Cette modération offre un point d’entrée attractif pour des sociétés à la croissance visible et résiliente. Nos entreprises sont, par exemple, idéalement positionnées pour répondre aux besoins de productivité des sociétés déboussolées après deux années de crise. La value est par ailleurs souvent plus endettée, une position défavorable en période de taux élevés. 

C.F. : Quels conseils donneriez-vous aux investisseurs qui souhaitent se positionner sur les valeurs tech US ?

R.A. : Dans le secteur de la technologie comme ailleurs, toute croissance ne se vaut pas. D’où le soin particulier que nous attachons à la qualité des entreprises que nous sélectionnons. En premier lieu, nous restons à l’écart des sociétés non profitables.

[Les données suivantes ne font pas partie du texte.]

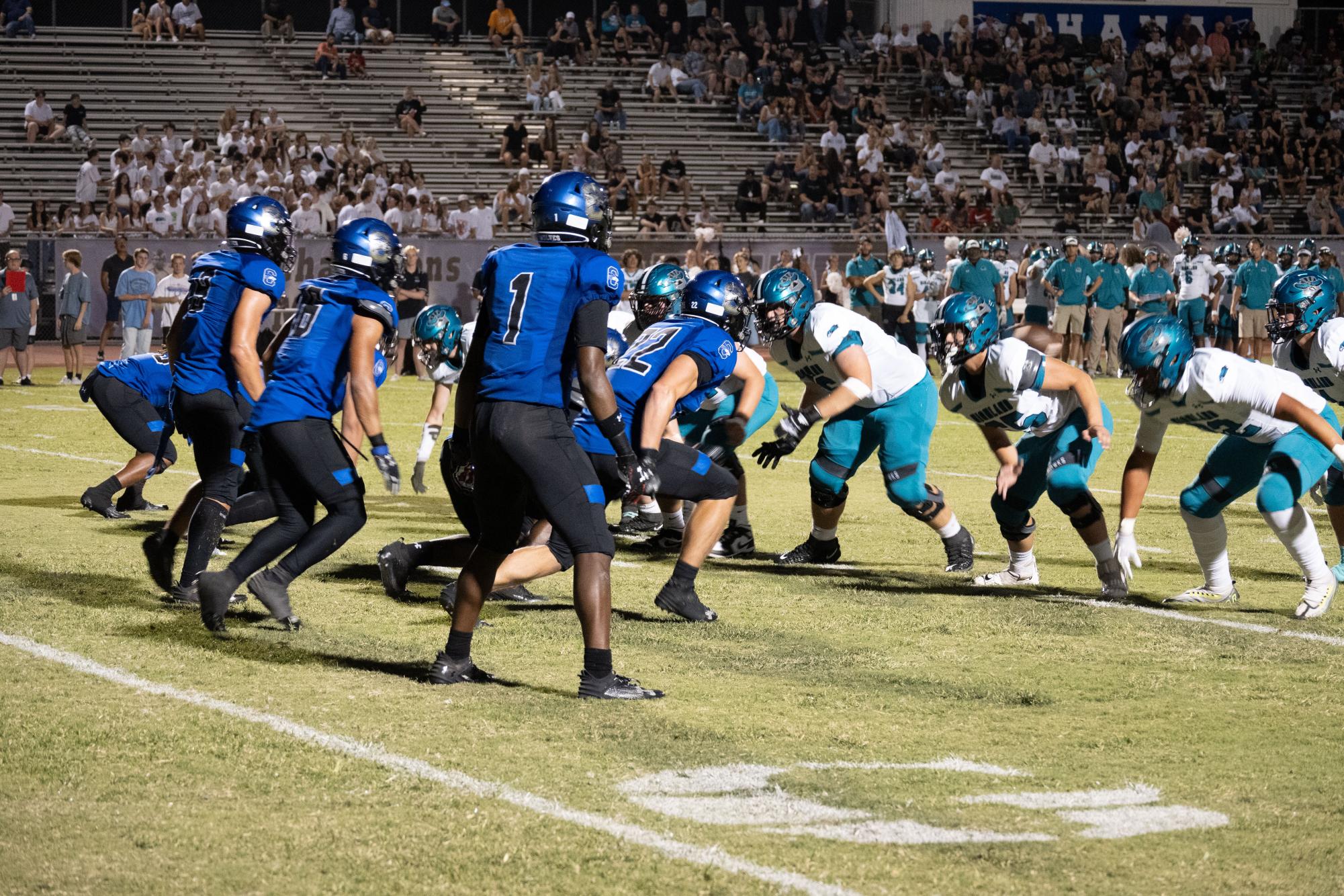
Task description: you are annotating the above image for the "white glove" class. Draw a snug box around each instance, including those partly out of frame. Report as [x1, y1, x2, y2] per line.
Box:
[1116, 520, 1144, 582]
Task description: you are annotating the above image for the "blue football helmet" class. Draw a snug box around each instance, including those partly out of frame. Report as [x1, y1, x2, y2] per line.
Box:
[532, 171, 611, 253]
[757, 267, 817, 343]
[1120, 314, 1195, 407]
[411, 305, 466, 373]
[929, 293, 999, 368]
[332, 218, 406, 290]
[682, 270, 752, 343]
[1266, 270, 1336, 343]
[224, 196, 298, 274]
[630, 262, 691, 329]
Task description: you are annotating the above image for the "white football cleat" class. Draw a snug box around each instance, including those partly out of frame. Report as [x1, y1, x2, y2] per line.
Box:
[1097, 557, 1129, 600]
[1163, 583, 1242, 603]
[1293, 575, 1340, 619]
[973, 567, 1040, 586]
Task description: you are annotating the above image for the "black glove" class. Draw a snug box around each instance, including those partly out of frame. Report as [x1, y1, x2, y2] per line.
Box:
[615, 449, 662, 498]
[752, 439, 799, 470]
[774, 404, 821, 454]
[373, 445, 402, 494]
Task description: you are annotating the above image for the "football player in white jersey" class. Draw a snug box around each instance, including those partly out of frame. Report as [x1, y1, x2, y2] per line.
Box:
[1172, 234, 1223, 345]
[1116, 316, 1344, 619]
[910, 249, 946, 363]
[933, 293, 1128, 599]
[1269, 271, 1344, 582]
[753, 269, 976, 572]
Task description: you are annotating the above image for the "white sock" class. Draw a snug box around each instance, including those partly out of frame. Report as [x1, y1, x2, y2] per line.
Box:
[938, 513, 961, 539]
[1180, 509, 1233, 594]
[1008, 548, 1036, 576]
[1261, 504, 1331, 582]
[1087, 539, 1116, 566]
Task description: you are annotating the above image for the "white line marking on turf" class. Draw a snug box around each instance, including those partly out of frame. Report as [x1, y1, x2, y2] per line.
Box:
[1051, 594, 1344, 647]
[0, 445, 196, 477]
[0, 631, 856, 896]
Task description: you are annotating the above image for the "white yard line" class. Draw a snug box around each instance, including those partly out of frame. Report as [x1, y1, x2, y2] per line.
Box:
[0, 631, 854, 896]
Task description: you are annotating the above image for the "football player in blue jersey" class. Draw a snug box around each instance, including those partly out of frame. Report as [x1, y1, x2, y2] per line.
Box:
[79, 355, 177, 520]
[752, 267, 976, 572]
[199, 218, 402, 631]
[144, 196, 296, 603]
[429, 172, 662, 700]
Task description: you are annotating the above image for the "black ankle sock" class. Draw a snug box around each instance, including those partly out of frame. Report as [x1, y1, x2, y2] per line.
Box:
[443, 629, 472, 660]
[672, 560, 701, 586]
[583, 647, 611, 678]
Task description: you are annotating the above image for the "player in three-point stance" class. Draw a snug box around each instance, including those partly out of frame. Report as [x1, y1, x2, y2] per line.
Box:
[144, 196, 297, 603]
[933, 293, 1126, 598]
[1267, 271, 1344, 582]
[1116, 316, 1344, 619]
[429, 172, 662, 700]
[199, 218, 402, 631]
[753, 267, 976, 572]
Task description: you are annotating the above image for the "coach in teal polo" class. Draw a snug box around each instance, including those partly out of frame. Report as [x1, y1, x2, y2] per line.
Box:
[1228, 238, 1278, 359]
[844, 236, 882, 326]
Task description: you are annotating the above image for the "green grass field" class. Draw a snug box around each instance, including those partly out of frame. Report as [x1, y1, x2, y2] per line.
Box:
[0, 360, 1344, 893]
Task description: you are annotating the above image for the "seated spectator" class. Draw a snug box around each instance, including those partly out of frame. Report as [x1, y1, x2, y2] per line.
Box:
[172, 0, 206, 40]
[429, 0, 462, 47]
[261, 0, 294, 40]
[395, 86, 424, 137]
[0, 0, 36, 38]
[312, 34, 345, 79]
[23, 90, 66, 144]
[326, 0, 363, 43]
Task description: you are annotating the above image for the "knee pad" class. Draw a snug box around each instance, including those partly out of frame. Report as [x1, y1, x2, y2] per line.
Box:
[1255, 454, 1302, 513]
[812, 480, 850, 509]
[989, 492, 1036, 541]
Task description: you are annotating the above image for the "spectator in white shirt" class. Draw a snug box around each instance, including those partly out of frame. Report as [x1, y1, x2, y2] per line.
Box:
[172, 0, 206, 40]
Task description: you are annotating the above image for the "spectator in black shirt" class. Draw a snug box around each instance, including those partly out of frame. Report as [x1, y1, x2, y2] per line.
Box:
[735, 168, 765, 222]
[658, 149, 691, 199]
[396, 87, 424, 137]
[500, 113, 527, 168]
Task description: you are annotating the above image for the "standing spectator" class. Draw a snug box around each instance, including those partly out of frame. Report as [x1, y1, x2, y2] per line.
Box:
[363, 0, 396, 44]
[0, 249, 38, 386]
[98, 242, 134, 361]
[117, 247, 159, 357]
[23, 90, 66, 144]
[326, 0, 364, 43]
[171, 0, 206, 41]
[75, 149, 103, 203]
[0, 0, 36, 38]
[429, 0, 462, 47]
[56, 249, 91, 386]
[396, 85, 424, 137]
[392, 246, 429, 380]
[261, 0, 294, 40]
[153, 253, 191, 345]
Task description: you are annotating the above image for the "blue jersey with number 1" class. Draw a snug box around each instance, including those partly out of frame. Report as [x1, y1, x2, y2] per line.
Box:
[574, 314, 738, 454]
[476, 243, 625, 407]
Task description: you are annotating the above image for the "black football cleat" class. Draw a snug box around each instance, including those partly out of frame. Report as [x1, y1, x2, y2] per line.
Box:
[249, 568, 302, 631]
[653, 582, 719, 622]
[942, 527, 976, 572]
[377, 539, 411, 598]
[141, 529, 173, 591]
[579, 669, 662, 700]
[79, 489, 130, 520]
[774, 535, 840, 566]
[424, 650, 494, 685]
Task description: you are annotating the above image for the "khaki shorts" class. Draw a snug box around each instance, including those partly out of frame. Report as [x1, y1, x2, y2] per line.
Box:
[1051, 305, 1087, 336]
[1237, 305, 1269, 339]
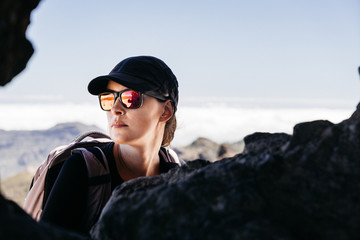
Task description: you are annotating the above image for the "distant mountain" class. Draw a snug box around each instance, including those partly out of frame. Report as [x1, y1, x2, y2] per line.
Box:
[174, 138, 244, 162]
[0, 122, 243, 180]
[0, 122, 101, 179]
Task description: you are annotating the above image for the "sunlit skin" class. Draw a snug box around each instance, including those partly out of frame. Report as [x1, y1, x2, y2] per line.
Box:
[106, 81, 173, 181]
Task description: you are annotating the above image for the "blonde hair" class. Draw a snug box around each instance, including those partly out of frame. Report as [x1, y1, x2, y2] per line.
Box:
[161, 113, 176, 147]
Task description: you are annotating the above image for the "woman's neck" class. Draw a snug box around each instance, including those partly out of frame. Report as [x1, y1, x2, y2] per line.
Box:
[114, 144, 160, 181]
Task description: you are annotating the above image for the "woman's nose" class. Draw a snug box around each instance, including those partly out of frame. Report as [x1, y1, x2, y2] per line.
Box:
[111, 98, 125, 115]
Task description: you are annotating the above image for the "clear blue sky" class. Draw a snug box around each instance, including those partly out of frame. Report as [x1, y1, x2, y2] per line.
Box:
[0, 0, 360, 105]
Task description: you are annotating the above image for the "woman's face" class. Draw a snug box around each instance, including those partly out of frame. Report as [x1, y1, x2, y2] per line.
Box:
[107, 81, 166, 145]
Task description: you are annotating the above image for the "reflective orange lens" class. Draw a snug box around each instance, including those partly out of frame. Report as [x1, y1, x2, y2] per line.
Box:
[99, 89, 142, 111]
[120, 90, 141, 108]
[100, 93, 115, 111]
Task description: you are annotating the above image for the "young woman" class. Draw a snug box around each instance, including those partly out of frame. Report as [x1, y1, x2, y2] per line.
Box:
[41, 56, 180, 233]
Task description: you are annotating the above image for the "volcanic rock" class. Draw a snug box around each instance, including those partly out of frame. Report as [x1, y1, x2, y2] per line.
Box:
[0, 0, 40, 86]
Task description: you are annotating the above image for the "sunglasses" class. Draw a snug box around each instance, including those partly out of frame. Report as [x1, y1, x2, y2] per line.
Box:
[99, 89, 143, 111]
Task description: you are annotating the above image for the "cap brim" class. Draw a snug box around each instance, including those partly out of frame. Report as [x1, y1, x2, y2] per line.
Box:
[88, 73, 151, 95]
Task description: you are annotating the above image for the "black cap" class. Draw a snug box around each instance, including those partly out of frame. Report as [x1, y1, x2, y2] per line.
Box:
[88, 56, 179, 111]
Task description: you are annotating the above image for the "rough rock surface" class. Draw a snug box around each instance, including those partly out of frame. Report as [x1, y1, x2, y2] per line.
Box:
[92, 105, 360, 240]
[0, 195, 87, 240]
[0, 0, 40, 86]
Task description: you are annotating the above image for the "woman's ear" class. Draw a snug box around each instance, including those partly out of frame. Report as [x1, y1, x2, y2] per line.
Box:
[160, 100, 174, 122]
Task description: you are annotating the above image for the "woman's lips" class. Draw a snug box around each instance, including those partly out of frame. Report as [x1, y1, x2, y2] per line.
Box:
[111, 121, 128, 128]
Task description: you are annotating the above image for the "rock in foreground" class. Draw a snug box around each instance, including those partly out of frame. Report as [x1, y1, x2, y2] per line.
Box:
[92, 105, 360, 240]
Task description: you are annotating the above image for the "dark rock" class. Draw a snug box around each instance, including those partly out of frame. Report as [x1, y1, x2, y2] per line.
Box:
[0, 0, 40, 86]
[92, 104, 360, 240]
[0, 195, 88, 240]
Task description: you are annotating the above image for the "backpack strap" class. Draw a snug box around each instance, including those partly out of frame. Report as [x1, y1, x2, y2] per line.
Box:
[160, 147, 185, 166]
[72, 147, 111, 230]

Nous sommes attentifs aux ajustements comptables courants qui excluent les dépenses de rétention d’ingénieurs par l’émission d’actions.

Si nous apprécions la stabilité et à la visibilité des volumes d’affaires des modèles de souscription, nous ne faisons pas l’impasse sur les barrières à l’entrée dans un secteur en mouvement rapide : effet de taille, réseaux de distribution et force de la marque restent essentiels pour générer de la croissance à long terme. Enfin, maintenir une discipline de valorisation améliore non seulement les retours sur investissement mais minimise le coût d’éventuels accidents.